In camp, there were many young, healthy men who were were restless and instead of spending their days interned, decided to enlist in the U.S. military. Most of these men ended up fighting in Europe with the 442nd battalion, one of which was Eddie Horikawa. You can read Eddie’s story by clicking here. The U.S. military was clever, for they knew that they had to send these men to Europe as opposed to Japan. Mr. Hori stayed in camp, as being the first born son in a Japanese family; he had the duty to look after his parents.
They all tried to keep their lives as normal as possible. The children went to school and kept busy with activities. The men who stayed worked in and around the camp. And the women had various clubs and activities to pass time. The Japanese surrendered on September 2, 1945, and the Minidoka Camp officially closed on October 28, 1945. Today, the camp site has become a historic site that you can visit. If you are interested, please read more about the Minidoka: National Historic Site, which is now part of the National Park Service.
After the war, the Hori family went back to Seattle. They were one of the more fortunate ones, as they were able to hang on to the Panama Hotel during the war. However, getting their hotel back wasn’t so straight forward. At first, those managing his hotel during their absence found the business to be quite lucrative during the war and refused to return the hotel. Through the help of his long time friends from before the war, they were able to regain possession. Slowly, life returned to normal and those who left items in their hotel basement came to claim their belongings.
The Japanese community began to rebuild their lives once again but Japan Town never regained the vital energy and activity it had before the war. Today, the area is called the International District and has a wonderful blend of Asian cultures including Japanese, Chinese, Vietnamese, Filipino and other South East Asian countries.
After the war, Mr. Hori continued to run the Panama Hotel and later married Lily Morinaga. They had two children Susan and Robert. The Hori family worked and lived in the hotel until they sold their hotel in 1985.
Always the good Japanese son, after his father’s passing, Mr. Hori sent his mother to Japan for her grandson’s wedding. She was happy to be able to spend time with her family in Kumamoto. Her sisters, brothers, and relatives still lived close to one another and during her time there, they would enjoy tea and visit the local temples together. A year later, Mr. Hori went to Japan to check up on his mother and bring her back to Seattle.
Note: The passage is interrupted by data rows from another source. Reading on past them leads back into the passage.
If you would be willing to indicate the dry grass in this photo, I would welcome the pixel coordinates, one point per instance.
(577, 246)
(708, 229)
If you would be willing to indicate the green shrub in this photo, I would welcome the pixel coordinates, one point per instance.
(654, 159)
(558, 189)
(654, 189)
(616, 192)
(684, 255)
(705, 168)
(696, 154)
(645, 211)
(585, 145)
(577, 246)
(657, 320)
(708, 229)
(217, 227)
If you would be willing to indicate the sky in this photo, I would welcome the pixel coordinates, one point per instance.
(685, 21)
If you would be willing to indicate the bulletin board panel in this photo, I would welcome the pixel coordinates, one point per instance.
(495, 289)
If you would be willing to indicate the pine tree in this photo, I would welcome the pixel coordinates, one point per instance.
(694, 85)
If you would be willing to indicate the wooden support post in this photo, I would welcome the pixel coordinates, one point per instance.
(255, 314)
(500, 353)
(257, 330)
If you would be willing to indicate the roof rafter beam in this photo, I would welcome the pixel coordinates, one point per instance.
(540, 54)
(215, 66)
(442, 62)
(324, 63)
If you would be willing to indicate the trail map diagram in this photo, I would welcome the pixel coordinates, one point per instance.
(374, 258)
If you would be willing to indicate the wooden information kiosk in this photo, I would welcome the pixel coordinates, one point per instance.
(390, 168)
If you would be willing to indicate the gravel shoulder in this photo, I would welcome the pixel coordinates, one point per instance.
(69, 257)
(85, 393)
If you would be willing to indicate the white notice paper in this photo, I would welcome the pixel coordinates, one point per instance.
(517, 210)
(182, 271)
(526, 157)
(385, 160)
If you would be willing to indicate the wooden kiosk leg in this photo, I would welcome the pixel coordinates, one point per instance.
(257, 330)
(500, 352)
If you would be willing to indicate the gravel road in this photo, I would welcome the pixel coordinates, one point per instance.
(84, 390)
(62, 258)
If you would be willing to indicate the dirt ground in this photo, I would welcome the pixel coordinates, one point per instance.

Finally, for her, after many years being separated from friends and relatives she was happy to be so close. She realized she wanted to stay in Japan to be near her siblings. So, he made arrangements for her to remain and went home to Seattle alone. I’m sure she must have been truly happy and proud to have such a good, traditional and responsible first born Japanese son. Today Mr. Hori lives in Los Angeles with his daughter Susan.
I am most grateful to Mr. Hori for sharing his wonderful life story with me. Not only fascinating and enjoyable, I believe it is part of our Japanese American history. Here are a few photos I took at the Panama Hotel Tea House. The Japanese mortar and pestle is called usu and kine. This particular piece was made by Mr. Hori’s father, from a Japanese takuwan (pickle) barrel. He poured concrete inside so it weighs a ton. The kine or pestle was hand carved! The tray was made by someone at camp, but he couldn’t recall who. The interior or the tea house integrates the old structure with photos and furniture that compliments the era and space.